Background: Bacterial pathogens using the type III secretion system (T3SS) require class II chaperones (LcrH) for infection. Results: The modular TPR fold of LcrH produces a weakly folded structure held together by its weak dimeric interface. Conclusion: Under physiological conditions, LcrH populates partially folded structures, thus suggesting a mechanism for cargo binding. Significance: This work is important for understanding one essential part of the T3SS. The type three secretion system is a large and complex protein nano-machine that many Gram-negative pathogens employ to infect host cells. A key structure of this machine is a proteinaceous pore that inserts into the target membrane and forms a channel for bacterial toxins to flow from bacteria into the host cell. The pore is mainly formed from two large membrane proteins called “translocators.” Importantly, effective secretion and thus pore formation of the translocators depend on their binding to and being transported by small specialized chaperones after synthesis in the bacterial cytosol. Recent crystal structures have shown these chaperones are formed from modular tetratricopeptide repeats. However, each crystal structure produced different homodimeric structures, suggesting flexibility in their topology that may be of importance to function.
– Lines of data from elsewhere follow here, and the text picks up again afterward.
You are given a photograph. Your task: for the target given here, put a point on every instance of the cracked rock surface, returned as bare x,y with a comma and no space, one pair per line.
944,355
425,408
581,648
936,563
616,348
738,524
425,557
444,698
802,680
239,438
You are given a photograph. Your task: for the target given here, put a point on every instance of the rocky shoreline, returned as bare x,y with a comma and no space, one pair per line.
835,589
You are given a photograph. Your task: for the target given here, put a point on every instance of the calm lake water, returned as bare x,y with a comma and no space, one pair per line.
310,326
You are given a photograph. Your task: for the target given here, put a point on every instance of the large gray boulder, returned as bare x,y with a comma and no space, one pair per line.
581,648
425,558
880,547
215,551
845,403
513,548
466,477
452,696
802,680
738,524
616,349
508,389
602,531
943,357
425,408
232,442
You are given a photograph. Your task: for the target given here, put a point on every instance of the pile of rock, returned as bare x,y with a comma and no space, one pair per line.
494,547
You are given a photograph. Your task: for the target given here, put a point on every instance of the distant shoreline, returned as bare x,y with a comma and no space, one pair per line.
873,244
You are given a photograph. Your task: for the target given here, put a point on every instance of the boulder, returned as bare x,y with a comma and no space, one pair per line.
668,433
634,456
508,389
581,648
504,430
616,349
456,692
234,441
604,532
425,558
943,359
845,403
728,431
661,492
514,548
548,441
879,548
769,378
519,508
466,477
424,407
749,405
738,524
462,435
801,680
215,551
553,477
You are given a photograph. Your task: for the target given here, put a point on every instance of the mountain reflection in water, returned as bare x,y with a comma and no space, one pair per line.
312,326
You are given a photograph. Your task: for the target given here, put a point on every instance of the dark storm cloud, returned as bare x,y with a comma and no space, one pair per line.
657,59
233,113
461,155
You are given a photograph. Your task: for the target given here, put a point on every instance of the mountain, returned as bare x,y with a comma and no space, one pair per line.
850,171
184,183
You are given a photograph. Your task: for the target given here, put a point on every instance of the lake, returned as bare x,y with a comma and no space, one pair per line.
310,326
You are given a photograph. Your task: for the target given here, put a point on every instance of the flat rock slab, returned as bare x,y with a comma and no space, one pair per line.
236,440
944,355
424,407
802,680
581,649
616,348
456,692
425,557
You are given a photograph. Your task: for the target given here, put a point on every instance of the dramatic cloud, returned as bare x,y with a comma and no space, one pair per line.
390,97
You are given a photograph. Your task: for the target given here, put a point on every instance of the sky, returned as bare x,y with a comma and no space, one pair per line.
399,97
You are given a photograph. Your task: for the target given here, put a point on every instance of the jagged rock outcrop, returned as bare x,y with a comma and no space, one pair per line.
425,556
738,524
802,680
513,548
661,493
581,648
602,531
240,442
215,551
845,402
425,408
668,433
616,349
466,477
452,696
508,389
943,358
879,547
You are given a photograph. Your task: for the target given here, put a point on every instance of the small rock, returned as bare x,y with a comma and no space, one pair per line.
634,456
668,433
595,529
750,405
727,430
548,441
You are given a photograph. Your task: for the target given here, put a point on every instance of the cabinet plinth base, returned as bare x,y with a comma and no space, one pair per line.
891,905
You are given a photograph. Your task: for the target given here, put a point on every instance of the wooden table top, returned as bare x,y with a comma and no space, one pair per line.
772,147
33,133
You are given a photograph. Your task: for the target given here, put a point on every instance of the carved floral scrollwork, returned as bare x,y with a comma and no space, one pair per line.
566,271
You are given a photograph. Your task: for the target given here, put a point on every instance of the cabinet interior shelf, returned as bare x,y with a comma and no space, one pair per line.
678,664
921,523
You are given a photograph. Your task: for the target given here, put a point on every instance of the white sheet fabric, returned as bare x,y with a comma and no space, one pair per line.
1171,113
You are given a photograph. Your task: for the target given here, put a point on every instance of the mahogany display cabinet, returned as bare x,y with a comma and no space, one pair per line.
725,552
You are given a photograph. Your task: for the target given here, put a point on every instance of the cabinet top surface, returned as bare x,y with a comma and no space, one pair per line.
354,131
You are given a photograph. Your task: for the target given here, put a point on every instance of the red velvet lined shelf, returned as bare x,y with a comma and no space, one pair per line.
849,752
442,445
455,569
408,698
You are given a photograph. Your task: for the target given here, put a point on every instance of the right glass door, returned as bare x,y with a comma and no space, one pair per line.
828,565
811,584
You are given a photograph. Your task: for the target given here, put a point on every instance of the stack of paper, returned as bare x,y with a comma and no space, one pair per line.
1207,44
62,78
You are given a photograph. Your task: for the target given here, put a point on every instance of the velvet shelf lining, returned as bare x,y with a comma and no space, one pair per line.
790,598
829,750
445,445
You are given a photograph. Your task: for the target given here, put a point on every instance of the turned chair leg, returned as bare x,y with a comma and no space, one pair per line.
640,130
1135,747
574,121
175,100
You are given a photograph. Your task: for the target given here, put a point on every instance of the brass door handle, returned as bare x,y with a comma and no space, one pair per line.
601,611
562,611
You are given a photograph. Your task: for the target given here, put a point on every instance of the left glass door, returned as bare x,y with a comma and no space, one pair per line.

Given the crucial role of the translocator chaperones, we investigated the conformational stability of the chaperone LcrH (Yersinia pestis). Mutational analysis coupled with analytical ultracentrifugation and equilibrium denaturations showed that LcrH is a weak and thermodynamically unstable dimer (KD ≈15 μm, ΔGH2O = 7.4 kcal mol−1). The modular tetratricopeptide repeat structure of the dimer allows it to readily unfold in a noncooperative manner to a one-third unfolded dimeric intermediate (ΔGH2O = 1.7 kcal mol−1), before cooperatively unfolding to a monomeric denatured state (ΔGH2O = 5.7 kcal mol−1). Thus, under physiological conditions, the chaperone is able to populate C-terminally unraveled partially folded states, while being held together by its dimeric interface. Such ability suggests a “fly-casting” mechanism as a route to binding their far larger translocator cargo.